A GPT-powered automated feature extraction framework for state of health estimation of fast-charging batteries

Efficient and reliable feature extraction engineering plays a crucial role in improving the accuracy and real-time operational capability for data-driven state-of-health (SOH) estimation of lithium-ion batteries. However, conventional feature extraction methods are time-intensive and prone to manual bias, particularly under the multi-step constant current fast-charging protocols prevalent in practical scenarios. To address this problem, this study introduces a generative pre-trained transformer (GPT)-powered automated feature extraction (AFE) method that identifies a series of health features from voltage and capacity aging data in both the time domain and frequency domain.
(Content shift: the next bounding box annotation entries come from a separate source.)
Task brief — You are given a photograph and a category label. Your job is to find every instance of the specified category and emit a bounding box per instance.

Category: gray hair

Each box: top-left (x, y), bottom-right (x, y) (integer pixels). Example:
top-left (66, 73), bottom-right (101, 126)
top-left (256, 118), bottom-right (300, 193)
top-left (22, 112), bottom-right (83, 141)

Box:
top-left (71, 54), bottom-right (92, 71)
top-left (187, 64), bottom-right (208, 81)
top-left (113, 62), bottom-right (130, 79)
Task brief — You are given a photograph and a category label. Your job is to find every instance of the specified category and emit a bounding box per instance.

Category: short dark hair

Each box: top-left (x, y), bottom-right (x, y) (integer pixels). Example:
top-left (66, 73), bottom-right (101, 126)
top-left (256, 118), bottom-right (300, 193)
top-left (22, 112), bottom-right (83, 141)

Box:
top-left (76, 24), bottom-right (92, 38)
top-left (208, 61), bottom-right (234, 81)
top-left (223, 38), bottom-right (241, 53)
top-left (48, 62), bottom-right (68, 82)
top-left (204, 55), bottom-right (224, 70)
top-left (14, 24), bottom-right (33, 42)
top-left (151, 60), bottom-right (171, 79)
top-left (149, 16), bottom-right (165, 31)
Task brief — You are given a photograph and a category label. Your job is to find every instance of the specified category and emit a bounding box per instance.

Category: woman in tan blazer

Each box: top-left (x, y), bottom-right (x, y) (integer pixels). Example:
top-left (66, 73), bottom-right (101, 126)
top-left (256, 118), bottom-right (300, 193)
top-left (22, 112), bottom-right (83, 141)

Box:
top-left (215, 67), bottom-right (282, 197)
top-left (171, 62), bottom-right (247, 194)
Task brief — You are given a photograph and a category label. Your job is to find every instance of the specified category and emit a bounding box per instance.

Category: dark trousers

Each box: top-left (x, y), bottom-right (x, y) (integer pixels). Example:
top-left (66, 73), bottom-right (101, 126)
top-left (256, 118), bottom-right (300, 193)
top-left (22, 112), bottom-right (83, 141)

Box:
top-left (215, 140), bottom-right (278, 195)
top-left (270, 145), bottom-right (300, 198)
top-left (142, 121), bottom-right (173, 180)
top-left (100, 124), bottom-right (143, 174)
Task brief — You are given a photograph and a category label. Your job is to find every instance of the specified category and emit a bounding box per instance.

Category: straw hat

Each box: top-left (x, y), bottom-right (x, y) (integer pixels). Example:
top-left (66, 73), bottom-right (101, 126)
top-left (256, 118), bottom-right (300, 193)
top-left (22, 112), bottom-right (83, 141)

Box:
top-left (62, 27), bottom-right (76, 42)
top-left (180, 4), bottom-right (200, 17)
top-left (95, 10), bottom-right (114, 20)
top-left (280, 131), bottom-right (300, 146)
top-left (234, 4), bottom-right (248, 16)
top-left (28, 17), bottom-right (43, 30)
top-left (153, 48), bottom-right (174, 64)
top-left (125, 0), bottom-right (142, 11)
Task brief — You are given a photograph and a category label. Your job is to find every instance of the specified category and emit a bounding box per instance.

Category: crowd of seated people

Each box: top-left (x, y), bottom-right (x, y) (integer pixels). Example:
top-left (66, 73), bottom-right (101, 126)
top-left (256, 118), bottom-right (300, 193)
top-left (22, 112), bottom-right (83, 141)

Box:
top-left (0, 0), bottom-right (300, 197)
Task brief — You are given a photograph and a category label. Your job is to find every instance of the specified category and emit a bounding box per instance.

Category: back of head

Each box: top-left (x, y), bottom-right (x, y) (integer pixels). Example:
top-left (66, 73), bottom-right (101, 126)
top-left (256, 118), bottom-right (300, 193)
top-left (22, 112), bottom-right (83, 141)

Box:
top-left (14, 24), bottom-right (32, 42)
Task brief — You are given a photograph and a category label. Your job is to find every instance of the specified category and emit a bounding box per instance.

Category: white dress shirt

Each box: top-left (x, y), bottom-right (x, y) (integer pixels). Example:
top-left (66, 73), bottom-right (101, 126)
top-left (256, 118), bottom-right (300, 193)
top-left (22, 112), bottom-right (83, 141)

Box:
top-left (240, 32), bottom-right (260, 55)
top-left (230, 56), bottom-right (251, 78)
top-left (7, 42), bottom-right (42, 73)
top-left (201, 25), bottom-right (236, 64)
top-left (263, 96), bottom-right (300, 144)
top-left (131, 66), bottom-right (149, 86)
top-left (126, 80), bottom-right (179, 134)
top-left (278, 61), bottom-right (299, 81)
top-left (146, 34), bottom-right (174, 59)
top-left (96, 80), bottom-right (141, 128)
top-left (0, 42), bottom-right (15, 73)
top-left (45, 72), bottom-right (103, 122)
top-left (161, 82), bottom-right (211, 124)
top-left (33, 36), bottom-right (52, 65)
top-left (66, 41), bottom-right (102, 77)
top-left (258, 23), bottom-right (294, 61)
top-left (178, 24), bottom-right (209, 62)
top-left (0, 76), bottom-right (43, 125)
Observation and analysis reveal that with increasing temperature, capacity-related features exhibit a more stable correlation with the SOH compared to voltage-related features. Based on this insight, we propose a two-stage kernel extreme learning machine-autoencoder (TS-KELM-AE) model, which integrates deep feature extraction and nonlinear mapping capabilities to estimate SOH under varying temperatures. Compared to manual feature extraction (MFE) and mainstream deep learning as a feature extractor, the proposed AFE method is feasible and efficient, and the TS-KELM-AE model achieves higher accuracy. Furthermore, analyses of feature importance, model multicollinearity, and cross-battery generalization under diverse operating conditions demonstrate that integrating AFE with the TS-KELM-AE framework establishes a robust and scalable solution for practical applications.